Located on the Lago di Garda terrace at the rear of Palazzo di Basilique, Sophie Marie Sinclair presents Yellow Expressions, a portfolio of her physical world art with – as might be expected from the title – something of a yellow theme running through them.

Sophie’s background is perhaps as fascinating as her art. A graduate of the Academy of fine Arts Vienna, she is also by turn a cartoonist, having had a particular focus on political satire, an author and a ghost writer for certain well-known comedians. As a painter, she is an experimentalist in terms of materials she uses, but has a leaning towards plaster, glue, terracotta, stones, bones, ash, charcoal, and the use of natural pigments.
Sophie describes her artistic focus as being on the nude body and also abstract art, and the former is certainly demonstrated in Yellow Expressions, which features 10 studies of the male and female form, most of which appear to be pen or charcoal drawing finished in a water or ink wash to provide the natural yellow tone within them, with one piece (Mind N) offering the suggestion of a more oil-like and textured / layered finish that also involves richer hues.

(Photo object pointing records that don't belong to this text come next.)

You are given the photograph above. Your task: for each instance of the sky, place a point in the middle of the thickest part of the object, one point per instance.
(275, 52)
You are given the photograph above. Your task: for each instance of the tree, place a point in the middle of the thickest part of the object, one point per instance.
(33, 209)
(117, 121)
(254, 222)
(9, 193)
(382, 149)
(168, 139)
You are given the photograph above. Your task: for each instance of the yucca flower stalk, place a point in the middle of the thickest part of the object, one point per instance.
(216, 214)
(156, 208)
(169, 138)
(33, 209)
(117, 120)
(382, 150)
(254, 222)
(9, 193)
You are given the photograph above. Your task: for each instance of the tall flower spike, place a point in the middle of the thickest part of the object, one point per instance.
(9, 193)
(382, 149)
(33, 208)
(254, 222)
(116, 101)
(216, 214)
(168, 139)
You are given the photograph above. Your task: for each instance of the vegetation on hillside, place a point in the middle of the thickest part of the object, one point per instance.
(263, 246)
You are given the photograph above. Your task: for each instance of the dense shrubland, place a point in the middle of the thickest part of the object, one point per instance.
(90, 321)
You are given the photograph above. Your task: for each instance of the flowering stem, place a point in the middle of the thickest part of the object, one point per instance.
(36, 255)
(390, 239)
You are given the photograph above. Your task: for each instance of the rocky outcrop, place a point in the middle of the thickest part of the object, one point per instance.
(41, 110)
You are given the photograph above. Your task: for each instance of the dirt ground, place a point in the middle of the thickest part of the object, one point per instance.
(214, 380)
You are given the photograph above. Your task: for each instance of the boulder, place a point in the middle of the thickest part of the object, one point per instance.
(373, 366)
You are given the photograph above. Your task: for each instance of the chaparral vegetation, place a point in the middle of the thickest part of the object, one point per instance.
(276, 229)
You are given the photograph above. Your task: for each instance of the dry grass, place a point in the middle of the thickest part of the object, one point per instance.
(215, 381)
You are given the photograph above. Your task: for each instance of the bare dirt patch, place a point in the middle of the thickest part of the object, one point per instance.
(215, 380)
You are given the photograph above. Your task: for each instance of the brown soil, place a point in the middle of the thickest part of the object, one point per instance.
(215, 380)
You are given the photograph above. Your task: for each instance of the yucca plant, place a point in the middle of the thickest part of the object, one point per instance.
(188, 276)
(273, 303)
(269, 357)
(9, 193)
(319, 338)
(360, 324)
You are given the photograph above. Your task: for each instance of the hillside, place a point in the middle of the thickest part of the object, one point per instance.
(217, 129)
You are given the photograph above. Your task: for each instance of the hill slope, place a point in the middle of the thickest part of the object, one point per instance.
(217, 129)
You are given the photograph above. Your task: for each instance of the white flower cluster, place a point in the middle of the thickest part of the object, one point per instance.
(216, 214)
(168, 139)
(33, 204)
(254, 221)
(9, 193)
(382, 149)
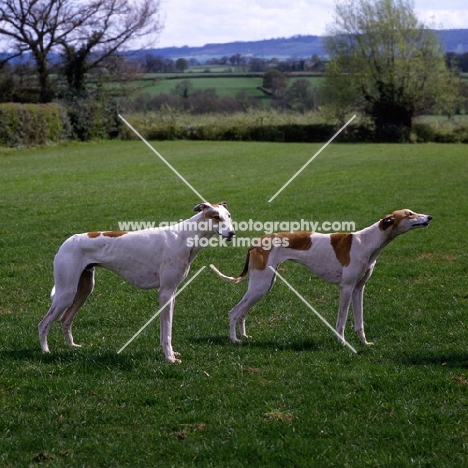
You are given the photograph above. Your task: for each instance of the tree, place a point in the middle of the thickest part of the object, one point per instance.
(388, 62)
(276, 82)
(87, 32)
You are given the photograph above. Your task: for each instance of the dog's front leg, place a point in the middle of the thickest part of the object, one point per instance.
(167, 299)
(358, 311)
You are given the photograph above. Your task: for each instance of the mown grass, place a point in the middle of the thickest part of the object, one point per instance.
(225, 86)
(290, 396)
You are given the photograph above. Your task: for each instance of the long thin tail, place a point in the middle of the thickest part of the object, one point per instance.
(232, 279)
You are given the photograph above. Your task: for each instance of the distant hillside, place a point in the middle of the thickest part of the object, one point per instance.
(455, 40)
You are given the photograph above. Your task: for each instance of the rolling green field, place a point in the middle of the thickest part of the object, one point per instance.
(225, 85)
(290, 395)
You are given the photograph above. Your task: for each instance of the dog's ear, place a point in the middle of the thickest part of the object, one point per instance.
(201, 207)
(386, 222)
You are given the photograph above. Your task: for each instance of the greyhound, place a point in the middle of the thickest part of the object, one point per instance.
(346, 259)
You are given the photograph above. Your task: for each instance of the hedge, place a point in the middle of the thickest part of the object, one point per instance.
(37, 124)
(32, 124)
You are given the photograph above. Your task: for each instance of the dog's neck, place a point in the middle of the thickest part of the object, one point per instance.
(197, 225)
(375, 238)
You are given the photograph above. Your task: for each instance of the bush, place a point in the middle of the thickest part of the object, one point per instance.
(93, 119)
(32, 124)
(424, 133)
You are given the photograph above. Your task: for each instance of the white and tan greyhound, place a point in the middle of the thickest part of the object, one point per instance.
(149, 258)
(346, 259)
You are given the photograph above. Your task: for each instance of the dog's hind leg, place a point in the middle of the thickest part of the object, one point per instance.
(358, 310)
(60, 302)
(260, 282)
(85, 288)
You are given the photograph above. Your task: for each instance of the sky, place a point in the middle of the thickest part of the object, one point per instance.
(198, 22)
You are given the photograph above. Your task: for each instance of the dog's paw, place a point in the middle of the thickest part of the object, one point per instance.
(174, 360)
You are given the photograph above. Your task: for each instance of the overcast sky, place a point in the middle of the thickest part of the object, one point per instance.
(200, 22)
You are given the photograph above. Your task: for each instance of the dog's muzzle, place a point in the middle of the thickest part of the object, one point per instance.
(229, 235)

All ten pieces are superbly rendered, their finish highly suggestive of being produced on porous plaster rather than canvas, something that gives them a highly tactile sense, whilst their neo-classical styling presents them as pieces that would fit any home environment admirably.

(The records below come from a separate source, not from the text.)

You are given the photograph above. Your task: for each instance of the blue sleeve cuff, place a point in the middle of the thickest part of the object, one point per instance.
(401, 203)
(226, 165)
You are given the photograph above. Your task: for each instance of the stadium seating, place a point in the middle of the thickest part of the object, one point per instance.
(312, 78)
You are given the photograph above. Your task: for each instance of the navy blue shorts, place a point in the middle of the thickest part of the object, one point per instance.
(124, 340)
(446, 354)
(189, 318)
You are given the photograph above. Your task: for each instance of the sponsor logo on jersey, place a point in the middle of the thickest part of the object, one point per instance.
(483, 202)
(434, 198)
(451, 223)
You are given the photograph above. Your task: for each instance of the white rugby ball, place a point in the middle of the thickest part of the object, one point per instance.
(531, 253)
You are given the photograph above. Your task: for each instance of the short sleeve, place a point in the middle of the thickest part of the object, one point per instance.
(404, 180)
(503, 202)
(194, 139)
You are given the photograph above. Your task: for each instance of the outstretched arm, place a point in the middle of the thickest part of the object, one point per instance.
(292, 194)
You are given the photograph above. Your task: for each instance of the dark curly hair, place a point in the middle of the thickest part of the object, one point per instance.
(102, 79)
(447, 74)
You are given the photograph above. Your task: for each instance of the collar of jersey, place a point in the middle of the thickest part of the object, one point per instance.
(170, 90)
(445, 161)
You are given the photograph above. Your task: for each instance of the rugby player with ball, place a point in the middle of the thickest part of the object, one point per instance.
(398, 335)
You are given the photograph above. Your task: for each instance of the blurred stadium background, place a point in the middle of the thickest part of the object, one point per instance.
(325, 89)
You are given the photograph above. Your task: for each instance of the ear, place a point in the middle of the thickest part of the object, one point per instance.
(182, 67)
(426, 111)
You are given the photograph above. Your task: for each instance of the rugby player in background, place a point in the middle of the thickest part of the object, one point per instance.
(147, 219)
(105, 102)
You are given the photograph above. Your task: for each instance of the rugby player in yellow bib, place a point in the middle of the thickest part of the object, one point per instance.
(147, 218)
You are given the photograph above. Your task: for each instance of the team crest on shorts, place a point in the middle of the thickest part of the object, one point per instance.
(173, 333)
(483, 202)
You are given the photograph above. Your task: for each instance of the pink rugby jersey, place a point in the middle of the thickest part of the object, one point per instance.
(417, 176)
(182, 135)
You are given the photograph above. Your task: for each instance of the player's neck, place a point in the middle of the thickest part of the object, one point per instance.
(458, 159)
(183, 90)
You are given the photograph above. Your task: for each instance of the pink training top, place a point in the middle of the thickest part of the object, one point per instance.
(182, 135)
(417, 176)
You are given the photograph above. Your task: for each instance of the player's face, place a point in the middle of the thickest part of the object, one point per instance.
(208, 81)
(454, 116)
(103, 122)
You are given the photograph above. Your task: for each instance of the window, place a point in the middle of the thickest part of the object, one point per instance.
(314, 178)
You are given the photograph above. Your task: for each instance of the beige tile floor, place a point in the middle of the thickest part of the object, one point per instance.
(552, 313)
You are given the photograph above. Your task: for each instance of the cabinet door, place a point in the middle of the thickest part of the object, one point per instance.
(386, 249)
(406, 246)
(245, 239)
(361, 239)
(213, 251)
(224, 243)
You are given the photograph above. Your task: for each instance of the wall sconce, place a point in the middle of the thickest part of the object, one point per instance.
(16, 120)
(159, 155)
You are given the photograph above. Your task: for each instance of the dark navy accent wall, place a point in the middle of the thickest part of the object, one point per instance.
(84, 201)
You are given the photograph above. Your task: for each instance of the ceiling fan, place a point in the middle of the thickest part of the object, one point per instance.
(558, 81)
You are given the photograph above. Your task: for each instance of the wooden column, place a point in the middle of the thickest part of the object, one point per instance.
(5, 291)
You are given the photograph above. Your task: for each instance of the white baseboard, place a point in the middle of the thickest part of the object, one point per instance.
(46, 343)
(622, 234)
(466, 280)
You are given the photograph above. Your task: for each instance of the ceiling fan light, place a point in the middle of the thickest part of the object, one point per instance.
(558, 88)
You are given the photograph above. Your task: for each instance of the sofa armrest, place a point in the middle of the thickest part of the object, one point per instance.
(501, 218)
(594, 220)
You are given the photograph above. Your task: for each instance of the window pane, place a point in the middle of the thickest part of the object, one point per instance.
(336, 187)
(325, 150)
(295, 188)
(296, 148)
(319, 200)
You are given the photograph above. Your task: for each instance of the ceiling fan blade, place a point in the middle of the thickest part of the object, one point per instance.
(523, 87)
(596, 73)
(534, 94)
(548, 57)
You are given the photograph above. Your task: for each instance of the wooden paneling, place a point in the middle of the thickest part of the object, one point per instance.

Straddling the upper terrace at the front of Palazzo di Basilique and the ground-level Galleria rotunda, Looker Lumet offers a selection of his Second Life landscape photography (although he also produces avatar studies and portraits as well), with 12 pieces on the terrace, eight of which are also offered within the Galleria. I’m not entirely sure of the reason for this, although I assume it is to allow visitors to Basilique itself to view an art display without them necessarily being aware of the exhibitions up at Palazzo di Basilique.
Either way, Looker’s landscape work is rich in atmosphere, with the pieces offered in this selection perhaps leaning more towards darker tones and hues, some of which are fitting, given the theme (such as with The Graveyard in the Forest), whilst with others it offers a genuine and fitting depth of broodiness that emphasises Nature’s changing moods or the overall tone of the piece in question (see Abandoned and Seasight).
Which is not to say this is a “heavy” exhibition in terms of colour and tone: there are several brighter pieces that stand as memories of happy times on the beach or the splendour of a day’s sailing, all of which stands as an engaging exhibition.

I gather both Sophie’s and looker’s work will remain at Basilique through until mid-October.